Real price analytics

Price analysis on raw listings is misleading. The “average price” of a product is inflated by outlier sellers and skewed by listing volume. When 8 of the 11 listings for a product come from one marketplace, that marketplace’s pricing dominates the average even if it’s not representative.

Deduplicated data lets you compute price per unique product, price range across sellers, and cross-platform price differences — metrics that actually inform purchasing and pricing decisions.

Catalog management

Retailers building or curating their own product catalog need to know what exists in the market. Deduplicated marketplace data serves as a reference catalog: here are the 4,800 unique products in this category, here’s who sells each one, here’s the price range, here’s which ones you carry and which you don’t.

Procurement intelligence

Bulk purchasers and resellers use marketplace data to identify sourcing opportunities. Deduplicated data reveals which products have the most sellers (indicating commodity status and price competition) vs which have few sellers (potential supply constraints or niche opportunities).

Running this at scale

A weekly marketplace scrape across 3 platforms in 5 categories might produce 200,000+ raw listings. The deduplication pipeline needs to handle this volume efficiently.

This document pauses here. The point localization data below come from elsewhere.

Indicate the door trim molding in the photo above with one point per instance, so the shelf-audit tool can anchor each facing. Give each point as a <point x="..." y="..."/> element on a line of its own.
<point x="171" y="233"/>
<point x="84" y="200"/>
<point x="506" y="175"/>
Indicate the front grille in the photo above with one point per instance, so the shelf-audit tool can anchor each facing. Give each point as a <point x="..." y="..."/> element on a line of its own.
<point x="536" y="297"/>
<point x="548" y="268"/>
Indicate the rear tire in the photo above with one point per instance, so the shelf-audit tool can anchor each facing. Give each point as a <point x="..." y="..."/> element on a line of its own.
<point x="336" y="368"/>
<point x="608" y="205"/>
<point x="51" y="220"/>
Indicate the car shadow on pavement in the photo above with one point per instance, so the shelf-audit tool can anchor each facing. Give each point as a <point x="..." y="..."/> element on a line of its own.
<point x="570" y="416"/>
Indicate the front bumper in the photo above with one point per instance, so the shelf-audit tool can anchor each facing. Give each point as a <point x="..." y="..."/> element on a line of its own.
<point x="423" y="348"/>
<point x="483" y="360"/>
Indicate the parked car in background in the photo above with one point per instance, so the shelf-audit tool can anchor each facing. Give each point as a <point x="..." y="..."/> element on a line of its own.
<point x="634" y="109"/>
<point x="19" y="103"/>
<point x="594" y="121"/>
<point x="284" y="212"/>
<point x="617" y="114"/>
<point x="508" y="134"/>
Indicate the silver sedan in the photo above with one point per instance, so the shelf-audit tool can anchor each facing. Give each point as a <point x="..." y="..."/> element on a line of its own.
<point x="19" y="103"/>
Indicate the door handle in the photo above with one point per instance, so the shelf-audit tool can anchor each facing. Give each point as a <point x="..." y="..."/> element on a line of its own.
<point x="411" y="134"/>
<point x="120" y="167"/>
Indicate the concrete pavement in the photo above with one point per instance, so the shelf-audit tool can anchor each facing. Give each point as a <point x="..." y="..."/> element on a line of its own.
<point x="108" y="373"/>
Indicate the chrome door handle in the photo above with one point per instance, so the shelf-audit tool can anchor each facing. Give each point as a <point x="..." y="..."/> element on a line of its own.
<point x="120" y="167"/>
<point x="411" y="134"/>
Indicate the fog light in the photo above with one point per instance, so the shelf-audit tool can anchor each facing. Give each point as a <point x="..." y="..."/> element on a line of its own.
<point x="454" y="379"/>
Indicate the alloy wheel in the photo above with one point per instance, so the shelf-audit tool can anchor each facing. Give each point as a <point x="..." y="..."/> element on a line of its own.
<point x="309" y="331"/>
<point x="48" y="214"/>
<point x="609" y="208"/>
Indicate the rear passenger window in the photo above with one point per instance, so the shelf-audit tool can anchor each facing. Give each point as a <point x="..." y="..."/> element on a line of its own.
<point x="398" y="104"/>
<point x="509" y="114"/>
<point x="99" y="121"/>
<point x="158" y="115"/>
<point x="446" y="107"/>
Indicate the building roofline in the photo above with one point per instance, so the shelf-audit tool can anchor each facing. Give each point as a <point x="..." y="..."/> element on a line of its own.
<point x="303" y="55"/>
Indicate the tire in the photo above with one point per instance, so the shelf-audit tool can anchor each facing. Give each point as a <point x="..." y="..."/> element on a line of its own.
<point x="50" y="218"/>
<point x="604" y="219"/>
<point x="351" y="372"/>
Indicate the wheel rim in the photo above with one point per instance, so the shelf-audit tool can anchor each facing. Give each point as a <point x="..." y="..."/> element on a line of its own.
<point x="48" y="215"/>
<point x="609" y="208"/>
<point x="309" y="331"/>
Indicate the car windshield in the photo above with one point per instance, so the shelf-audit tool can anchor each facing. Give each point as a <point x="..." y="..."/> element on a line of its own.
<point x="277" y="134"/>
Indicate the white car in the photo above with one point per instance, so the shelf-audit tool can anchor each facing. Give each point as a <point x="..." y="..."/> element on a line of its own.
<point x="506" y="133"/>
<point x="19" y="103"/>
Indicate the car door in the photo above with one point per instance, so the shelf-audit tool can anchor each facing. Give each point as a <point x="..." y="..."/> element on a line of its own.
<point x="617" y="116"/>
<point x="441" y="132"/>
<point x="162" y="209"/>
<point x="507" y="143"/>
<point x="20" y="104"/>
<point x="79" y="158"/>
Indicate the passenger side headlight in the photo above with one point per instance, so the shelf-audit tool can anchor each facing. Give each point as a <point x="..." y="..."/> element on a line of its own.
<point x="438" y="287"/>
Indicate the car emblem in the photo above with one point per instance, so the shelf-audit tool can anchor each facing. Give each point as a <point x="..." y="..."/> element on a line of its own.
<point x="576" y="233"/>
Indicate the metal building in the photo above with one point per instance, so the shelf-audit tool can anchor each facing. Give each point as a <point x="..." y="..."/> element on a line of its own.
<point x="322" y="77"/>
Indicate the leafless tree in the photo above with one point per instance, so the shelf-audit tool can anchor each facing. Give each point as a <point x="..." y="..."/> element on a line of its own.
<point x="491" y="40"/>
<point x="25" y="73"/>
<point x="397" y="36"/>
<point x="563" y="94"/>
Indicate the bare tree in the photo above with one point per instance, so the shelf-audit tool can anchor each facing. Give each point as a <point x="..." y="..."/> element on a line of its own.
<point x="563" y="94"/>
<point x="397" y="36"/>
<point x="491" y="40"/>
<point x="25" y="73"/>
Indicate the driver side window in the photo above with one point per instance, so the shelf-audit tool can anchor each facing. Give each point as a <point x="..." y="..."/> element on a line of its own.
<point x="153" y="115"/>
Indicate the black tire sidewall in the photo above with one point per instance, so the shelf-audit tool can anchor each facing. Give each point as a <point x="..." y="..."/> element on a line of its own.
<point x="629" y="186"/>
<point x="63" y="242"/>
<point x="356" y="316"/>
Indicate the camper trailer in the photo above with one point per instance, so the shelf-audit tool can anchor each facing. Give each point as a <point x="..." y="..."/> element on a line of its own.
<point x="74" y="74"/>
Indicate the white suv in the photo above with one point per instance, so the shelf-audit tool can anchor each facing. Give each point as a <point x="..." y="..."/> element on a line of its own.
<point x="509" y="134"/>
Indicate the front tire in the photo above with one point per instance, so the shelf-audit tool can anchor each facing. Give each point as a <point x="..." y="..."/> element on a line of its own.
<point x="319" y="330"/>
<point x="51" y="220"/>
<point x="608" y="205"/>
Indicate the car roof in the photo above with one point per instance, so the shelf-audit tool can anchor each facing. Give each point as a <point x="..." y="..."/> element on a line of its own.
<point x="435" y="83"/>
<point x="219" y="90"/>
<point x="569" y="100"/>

The key is blocking. With brand + category blocking, the 200,000 listings break into thousands of small blocks, each containing 10–200 listings. Embedding and similarity computation within these blocks is fast. The total wall-clock time is dominated by embedding generation, which runs in parallel.

For ongoing monitoring, incremental deduplication is more efficient than re-processing the full dataset each week. Match new listings against the existing canonical catalog. Only listings that don’t match any existing canonical record need full cluster analysis.

Getting started

  1. Export your scraped marketplace data as CSV — one file per platform or one combined file with a source column
  2. Upload to Match Data Studio
  3. Configure the matching: “Deduplicate product listings by semantic similarity of title, blocking on brand and category”
  4. Review a sample of the clusters to verify accuracy
  5. Export the deduplicated canonical catalog with aggregated pricing

The difference between raw scraped data and deduplicated marketplace intelligence is the difference between noise and signal. The matching step is what separates the two.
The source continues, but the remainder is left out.